With respect to “proximal,” a “proximal portion” or a “proximal end portion” of, for example, a catheter disclosed herein includes a portion of the catheter intended to be near a clinician when the catheter is used on a patient. Likewise, a “proximal length” of, for example, the catheter includes a length of the catheter intended to be near the clinician when the catheter is used on the patient. A “proximal end” of, for example, the catheter includes an end of the catheter intended to be near the clinician when the catheter is used on the patient. The proximal portion, the proximal end portion, or the proximal length of the catheter can include the proximal end of the catheter; however, the proximal portion, the proximal end portion, or the proximal length of the catheter need not include the proximal end of the catheter. That is, unless context suggests otherwise, the proximal portion, the proximal end portion, or the proximal length of the catheter is not a terminal portion or terminal length of the catheter.

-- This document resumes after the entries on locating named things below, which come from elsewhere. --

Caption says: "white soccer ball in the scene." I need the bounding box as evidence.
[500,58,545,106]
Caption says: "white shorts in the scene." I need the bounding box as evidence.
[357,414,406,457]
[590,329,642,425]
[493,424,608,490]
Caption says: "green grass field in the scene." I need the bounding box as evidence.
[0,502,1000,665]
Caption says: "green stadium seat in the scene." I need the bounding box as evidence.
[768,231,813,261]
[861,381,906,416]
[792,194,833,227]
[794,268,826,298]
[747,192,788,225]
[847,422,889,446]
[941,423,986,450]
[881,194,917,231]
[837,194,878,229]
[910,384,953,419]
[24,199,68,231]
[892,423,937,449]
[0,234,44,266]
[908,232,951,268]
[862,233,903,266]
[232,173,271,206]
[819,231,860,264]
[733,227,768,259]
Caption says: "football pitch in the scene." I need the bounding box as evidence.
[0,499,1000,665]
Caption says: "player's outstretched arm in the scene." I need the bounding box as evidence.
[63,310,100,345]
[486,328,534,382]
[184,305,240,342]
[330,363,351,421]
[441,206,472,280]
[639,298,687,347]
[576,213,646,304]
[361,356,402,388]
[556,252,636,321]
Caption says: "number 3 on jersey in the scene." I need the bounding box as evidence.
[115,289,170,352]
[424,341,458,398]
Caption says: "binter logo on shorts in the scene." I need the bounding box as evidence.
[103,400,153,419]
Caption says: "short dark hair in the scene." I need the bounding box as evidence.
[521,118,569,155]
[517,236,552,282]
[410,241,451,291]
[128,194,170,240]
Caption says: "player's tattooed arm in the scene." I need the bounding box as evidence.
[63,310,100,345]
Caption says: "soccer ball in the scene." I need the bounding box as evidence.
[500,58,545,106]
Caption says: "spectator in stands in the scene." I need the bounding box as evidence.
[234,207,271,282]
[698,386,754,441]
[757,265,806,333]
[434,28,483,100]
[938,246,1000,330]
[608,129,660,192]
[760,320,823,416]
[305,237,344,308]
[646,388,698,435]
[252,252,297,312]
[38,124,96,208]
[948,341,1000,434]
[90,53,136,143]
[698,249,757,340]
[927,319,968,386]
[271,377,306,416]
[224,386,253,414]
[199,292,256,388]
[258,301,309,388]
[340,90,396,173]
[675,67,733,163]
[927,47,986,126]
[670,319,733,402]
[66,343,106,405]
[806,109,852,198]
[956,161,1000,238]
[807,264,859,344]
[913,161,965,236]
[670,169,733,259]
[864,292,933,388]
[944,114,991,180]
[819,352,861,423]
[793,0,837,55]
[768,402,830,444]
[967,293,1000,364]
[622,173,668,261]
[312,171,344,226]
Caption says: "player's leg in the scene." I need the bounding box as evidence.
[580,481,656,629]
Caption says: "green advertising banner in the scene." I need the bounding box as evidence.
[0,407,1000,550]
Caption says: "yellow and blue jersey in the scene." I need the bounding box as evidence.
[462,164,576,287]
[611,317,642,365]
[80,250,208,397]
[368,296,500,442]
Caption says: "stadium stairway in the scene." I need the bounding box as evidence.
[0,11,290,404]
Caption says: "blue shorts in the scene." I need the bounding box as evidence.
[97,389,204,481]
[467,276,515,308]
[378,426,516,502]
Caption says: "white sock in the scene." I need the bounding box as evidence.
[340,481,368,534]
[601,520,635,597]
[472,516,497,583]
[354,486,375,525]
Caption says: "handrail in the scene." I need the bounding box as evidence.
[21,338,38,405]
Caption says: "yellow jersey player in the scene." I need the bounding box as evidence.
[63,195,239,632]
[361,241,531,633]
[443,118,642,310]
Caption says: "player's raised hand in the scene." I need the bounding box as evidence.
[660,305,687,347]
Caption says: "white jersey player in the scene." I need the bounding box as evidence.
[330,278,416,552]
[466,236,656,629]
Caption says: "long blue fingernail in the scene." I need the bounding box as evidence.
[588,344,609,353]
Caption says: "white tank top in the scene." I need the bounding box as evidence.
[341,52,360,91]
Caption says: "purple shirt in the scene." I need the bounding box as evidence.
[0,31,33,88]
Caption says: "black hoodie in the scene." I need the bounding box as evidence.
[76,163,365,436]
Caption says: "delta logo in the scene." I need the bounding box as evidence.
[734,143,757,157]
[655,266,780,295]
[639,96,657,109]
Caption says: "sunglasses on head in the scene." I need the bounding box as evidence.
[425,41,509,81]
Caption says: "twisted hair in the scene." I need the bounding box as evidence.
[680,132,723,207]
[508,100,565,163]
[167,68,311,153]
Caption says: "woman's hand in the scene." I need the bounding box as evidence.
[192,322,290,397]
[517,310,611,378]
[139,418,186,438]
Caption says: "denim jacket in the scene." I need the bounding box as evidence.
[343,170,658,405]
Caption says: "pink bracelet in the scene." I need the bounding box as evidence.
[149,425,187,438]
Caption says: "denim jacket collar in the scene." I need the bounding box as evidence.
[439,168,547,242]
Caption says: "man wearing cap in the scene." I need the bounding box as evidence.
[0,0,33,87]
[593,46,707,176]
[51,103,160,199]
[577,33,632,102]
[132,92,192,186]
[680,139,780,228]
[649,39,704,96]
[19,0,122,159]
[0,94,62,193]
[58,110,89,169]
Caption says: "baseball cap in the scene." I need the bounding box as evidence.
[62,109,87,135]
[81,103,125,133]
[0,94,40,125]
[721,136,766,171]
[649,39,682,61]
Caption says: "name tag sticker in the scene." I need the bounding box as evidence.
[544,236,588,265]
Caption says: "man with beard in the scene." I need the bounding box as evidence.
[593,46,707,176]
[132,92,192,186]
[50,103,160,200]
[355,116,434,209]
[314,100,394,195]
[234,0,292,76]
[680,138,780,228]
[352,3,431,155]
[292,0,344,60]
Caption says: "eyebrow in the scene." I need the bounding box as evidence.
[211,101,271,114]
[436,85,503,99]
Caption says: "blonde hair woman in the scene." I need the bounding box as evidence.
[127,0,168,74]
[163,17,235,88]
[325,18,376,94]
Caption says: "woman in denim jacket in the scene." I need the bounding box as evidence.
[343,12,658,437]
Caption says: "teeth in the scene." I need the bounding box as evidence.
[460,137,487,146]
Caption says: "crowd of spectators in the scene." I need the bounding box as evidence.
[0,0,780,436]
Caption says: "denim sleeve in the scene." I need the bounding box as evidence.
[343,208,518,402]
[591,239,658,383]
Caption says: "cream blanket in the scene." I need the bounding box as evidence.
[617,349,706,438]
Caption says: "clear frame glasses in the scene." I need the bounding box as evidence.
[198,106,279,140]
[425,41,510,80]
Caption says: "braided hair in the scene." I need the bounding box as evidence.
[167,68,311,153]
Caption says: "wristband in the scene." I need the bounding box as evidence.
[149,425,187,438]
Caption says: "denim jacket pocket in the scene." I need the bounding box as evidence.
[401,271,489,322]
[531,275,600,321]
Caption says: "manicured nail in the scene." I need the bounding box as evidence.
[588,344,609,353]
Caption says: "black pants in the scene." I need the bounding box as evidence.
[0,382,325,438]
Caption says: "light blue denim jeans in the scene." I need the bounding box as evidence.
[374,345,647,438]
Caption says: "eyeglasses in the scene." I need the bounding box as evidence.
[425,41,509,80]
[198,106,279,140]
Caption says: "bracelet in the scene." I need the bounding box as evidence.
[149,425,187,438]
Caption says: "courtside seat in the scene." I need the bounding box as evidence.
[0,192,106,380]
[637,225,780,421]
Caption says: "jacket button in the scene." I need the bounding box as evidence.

With respect to “distal,” a “distal portion” or a “distal end portion” of, for example, a catheter disclosed herein includes a portion of the catheter intended to be near or in a patient when the catheter is used on the patient. Likewise, a “distal length” of, for example, the catheter includes a length of the catheter intended to be near or in the patient when the catheter is used on the patient. A “distal end” of, for example, the catheter includes an end of the catheter intended to be near or in the patient when the catheter is used on the patient. The distal portion, the distal end portion, or the distal length of the catheter can include the distal end of the catheter; however, the distal portion, the distal end portion, or the distal length of the catheter need not include the distal end of the catheter. That is, unless context suggests otherwise, the distal portion, the distal end portion, or the distal length of the catheter is not a terminal portion or terminal length of the catheter.

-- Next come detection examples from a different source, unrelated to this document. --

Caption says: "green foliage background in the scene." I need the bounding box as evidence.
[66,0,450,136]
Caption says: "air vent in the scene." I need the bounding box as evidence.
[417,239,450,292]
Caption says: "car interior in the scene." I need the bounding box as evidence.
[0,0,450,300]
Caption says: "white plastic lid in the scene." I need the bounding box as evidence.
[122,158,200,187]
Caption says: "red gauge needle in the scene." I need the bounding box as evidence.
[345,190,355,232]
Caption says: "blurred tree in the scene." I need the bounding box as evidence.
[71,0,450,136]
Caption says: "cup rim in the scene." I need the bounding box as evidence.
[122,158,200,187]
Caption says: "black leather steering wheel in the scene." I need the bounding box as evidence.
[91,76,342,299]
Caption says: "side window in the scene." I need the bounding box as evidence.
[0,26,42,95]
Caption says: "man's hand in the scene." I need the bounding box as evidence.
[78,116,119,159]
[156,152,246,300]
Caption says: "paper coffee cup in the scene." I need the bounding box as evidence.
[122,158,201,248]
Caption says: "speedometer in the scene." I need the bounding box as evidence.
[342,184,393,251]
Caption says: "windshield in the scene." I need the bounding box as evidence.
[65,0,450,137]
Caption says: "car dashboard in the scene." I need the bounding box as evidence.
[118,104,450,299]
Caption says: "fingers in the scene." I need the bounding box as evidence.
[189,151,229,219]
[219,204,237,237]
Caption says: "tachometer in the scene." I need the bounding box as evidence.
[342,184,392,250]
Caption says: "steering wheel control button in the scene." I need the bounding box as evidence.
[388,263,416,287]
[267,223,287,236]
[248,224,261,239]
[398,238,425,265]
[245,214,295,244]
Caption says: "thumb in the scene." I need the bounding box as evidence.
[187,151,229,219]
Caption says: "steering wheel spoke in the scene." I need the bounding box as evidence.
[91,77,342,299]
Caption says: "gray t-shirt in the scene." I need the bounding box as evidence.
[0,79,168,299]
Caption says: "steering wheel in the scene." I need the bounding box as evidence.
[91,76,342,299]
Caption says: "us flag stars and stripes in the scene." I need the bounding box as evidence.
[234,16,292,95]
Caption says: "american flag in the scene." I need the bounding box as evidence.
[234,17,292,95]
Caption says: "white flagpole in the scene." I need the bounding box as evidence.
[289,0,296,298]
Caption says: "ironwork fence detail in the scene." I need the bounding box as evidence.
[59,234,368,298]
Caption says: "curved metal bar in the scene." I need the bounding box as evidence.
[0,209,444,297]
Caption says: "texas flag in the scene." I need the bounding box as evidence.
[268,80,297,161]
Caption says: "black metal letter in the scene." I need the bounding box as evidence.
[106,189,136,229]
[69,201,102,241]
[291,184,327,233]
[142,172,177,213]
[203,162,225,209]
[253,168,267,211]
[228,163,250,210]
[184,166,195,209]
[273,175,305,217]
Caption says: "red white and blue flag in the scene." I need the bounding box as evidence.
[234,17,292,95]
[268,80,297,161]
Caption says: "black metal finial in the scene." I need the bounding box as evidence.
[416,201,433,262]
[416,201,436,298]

To assist in the description of embodiments described herein, as shown in
Unless defined otherwise, all technical and scientific terms used herein have the same meaning as commonly understood by those of ordinary skill in the art.
In an embodiment, the plug 100 further includes a lumen 110 extending axially from the proximal end 104 to the distal end 106 and sized to receive a urinary catheter 50 therethrough. In an embodiment the plug lumen 110 defines a diameter that is substantially the same, or slightly larger than, the diameter of the urinary catheter 50, to allow a urinary catheter 50 to fit snugly therein and without impacting the patency of the catheter lumen 55. In an embodiment the plug lumen 110 defines a diameter of between 2 mm and 10 mm, with a preferred embodiment having a diameter of 4 mm. However, it will be appreciated that plug lumen diameters greater or smaller than those disclosed are also contemplated.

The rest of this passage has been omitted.